Not every killer contract will be addressed this summer – this process is a marathon, not a sprint. We can be sure that some contracts will be moved, and just as sure that some of them will be both on the books and on the ice next season.
The Contract Background
Mike Hoffman will turn 33 in November, in the second year of a 3-year, $13.5M contract that has an AAV of $4.5M. The contract has neither signing bonuses or trade protection to consider.
How did this killer contract come to be?
Hoffman was drafted by the Ottawa Senators in the fifth round of the 2009 draft at 130th overall. He developed for another year in the QMJHL before signing his entry-level contract with Ottawa. Hoffman split one season between the ECHL and the AHL, and then three seasons between Ottawa and the AHL. The 2014-15 season was Hoffman’s first complete NHL season, and he would go on to play four more years there.
Following his ELC, Hoffman signed three one-year contracts with the Senators before signing a four-year deal in the summer of 2016. In the summer of 2018, he was traded to Florida, then signed a one-year free agent contract with the St. Louis Blues in the summer of 2020.

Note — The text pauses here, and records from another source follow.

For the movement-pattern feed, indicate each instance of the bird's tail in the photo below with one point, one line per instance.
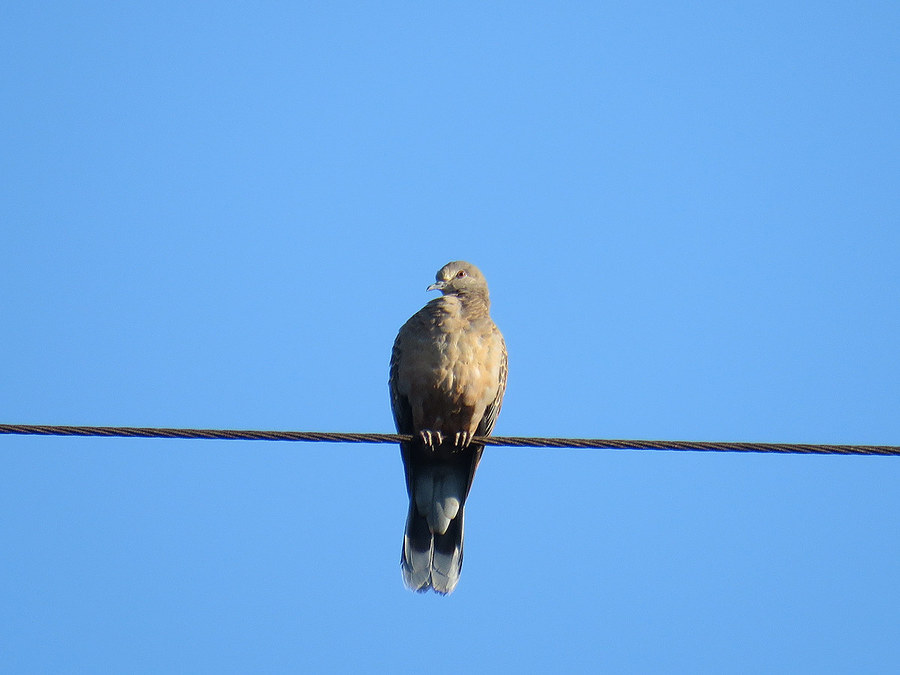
(431, 559)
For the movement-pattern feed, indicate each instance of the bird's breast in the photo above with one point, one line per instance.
(451, 371)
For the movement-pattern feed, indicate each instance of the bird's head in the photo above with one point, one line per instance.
(460, 278)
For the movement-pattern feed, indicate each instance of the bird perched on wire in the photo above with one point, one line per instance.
(448, 376)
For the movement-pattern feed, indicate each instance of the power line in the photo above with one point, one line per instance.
(510, 441)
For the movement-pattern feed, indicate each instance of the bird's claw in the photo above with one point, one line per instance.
(431, 439)
(462, 439)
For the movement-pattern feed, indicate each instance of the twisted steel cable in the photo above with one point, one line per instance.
(509, 441)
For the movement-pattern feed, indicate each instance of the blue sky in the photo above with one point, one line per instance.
(219, 216)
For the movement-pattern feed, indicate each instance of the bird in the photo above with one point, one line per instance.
(447, 379)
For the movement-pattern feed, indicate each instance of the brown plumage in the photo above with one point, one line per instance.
(448, 375)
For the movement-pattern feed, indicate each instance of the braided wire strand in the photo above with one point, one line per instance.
(508, 441)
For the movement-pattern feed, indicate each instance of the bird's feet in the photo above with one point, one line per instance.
(462, 439)
(431, 439)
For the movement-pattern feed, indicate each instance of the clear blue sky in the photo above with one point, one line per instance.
(218, 216)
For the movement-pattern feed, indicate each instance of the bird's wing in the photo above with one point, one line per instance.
(486, 426)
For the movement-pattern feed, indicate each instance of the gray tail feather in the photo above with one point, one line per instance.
(431, 560)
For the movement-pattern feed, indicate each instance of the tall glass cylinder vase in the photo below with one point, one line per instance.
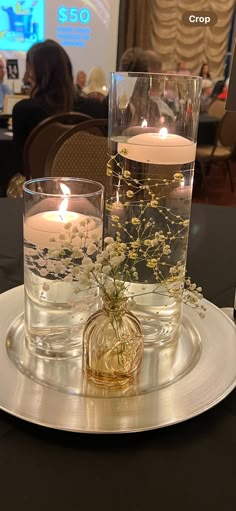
(153, 123)
(63, 225)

In the summer of 2021, Bergevin signed Hoffman as an unrestricted free agent to his current contract.
Square peg, round hole. That’s the killer. Hoffman is not exactly a one-trick pony, but you might not spot the difference immediately. His bread and butter are the power play, and Bergevin added Hoffman to a team whose power play had been abysmal for years. While the Habs lacked a bona fide quarterback and employed a suspect system, Hoffman struggled to bring the same level of effectiveness on the man advantage that he had known with previous teams.

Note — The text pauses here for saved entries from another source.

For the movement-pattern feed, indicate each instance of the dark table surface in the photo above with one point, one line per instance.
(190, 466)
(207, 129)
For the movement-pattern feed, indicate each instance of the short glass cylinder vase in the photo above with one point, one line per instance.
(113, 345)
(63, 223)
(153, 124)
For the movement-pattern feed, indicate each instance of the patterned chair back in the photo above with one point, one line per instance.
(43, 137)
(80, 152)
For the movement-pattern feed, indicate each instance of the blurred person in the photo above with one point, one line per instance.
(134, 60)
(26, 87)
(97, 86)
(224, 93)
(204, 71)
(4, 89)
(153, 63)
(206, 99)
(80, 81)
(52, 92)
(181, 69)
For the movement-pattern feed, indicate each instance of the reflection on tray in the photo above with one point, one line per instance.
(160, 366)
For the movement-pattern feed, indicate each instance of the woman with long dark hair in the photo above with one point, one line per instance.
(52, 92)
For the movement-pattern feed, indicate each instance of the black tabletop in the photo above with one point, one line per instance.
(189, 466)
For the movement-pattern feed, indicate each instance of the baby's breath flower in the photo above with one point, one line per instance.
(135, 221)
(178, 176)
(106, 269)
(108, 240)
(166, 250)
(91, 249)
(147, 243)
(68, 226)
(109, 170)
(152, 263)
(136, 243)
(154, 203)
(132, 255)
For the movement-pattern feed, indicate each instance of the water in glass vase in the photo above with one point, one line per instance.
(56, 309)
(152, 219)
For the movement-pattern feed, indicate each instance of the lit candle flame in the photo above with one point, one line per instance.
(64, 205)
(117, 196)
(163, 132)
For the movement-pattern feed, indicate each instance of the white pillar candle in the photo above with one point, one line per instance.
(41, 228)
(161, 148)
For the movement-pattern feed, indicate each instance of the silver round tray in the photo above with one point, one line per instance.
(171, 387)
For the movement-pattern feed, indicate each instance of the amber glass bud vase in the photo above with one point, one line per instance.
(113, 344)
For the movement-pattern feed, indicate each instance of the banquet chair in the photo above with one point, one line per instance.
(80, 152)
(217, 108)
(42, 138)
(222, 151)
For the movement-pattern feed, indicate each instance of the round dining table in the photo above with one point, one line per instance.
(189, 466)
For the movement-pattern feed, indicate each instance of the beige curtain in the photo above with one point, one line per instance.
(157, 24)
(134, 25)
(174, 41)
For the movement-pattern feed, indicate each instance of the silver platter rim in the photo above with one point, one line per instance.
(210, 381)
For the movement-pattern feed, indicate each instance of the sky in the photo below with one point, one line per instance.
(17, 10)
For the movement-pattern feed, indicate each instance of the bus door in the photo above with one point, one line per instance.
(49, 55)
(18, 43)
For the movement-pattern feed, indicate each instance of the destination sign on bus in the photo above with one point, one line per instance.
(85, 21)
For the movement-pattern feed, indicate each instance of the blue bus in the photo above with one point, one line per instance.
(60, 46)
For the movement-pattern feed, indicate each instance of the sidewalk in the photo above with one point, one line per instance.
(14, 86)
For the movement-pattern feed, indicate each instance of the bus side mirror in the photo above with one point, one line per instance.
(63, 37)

Adding Hoffman was a Bergevin Hail Mary to try and help a power play he had not appropriately addressed, year after year, since Andrei Markov’s departure. Let’s just say it did not end in a touchdown, and it was nonsensical to expect that it would.
The contract is entirely tradeable – for the right fit, this contract is not a killer by any means. On a cap-strapped team that has several important holes to fill, spending 5.5% of your entire cap hit on a limited-tricks pony is a killer… but it’s a killer that can and will be addressed.
When considering fixers, I’m considering two kinds of teams and two trade junctures.
The ideal trade candidate, in my view, is the truly competitive team that could use some additional power play prowess. This team would add Hoffman to help the power play, not fix it. The best juncture for this team would probably be at the upcoming trade deadline, when secondary scoring is being addressed and final pieces added to help a team over the hump for the playoffs.
We can’t know which teams will be in that boat come trade deadline next year, but I can speak to the teams from this past season that might have been good candidates, as examples.
Los Angeles Kings – The Kings were the playoff team with the worst power play percentage heading into the playoffs at just 16%. One glance at how their man advantage lined up in the post-season, and it’s not hard to see where Hoffman could have helped.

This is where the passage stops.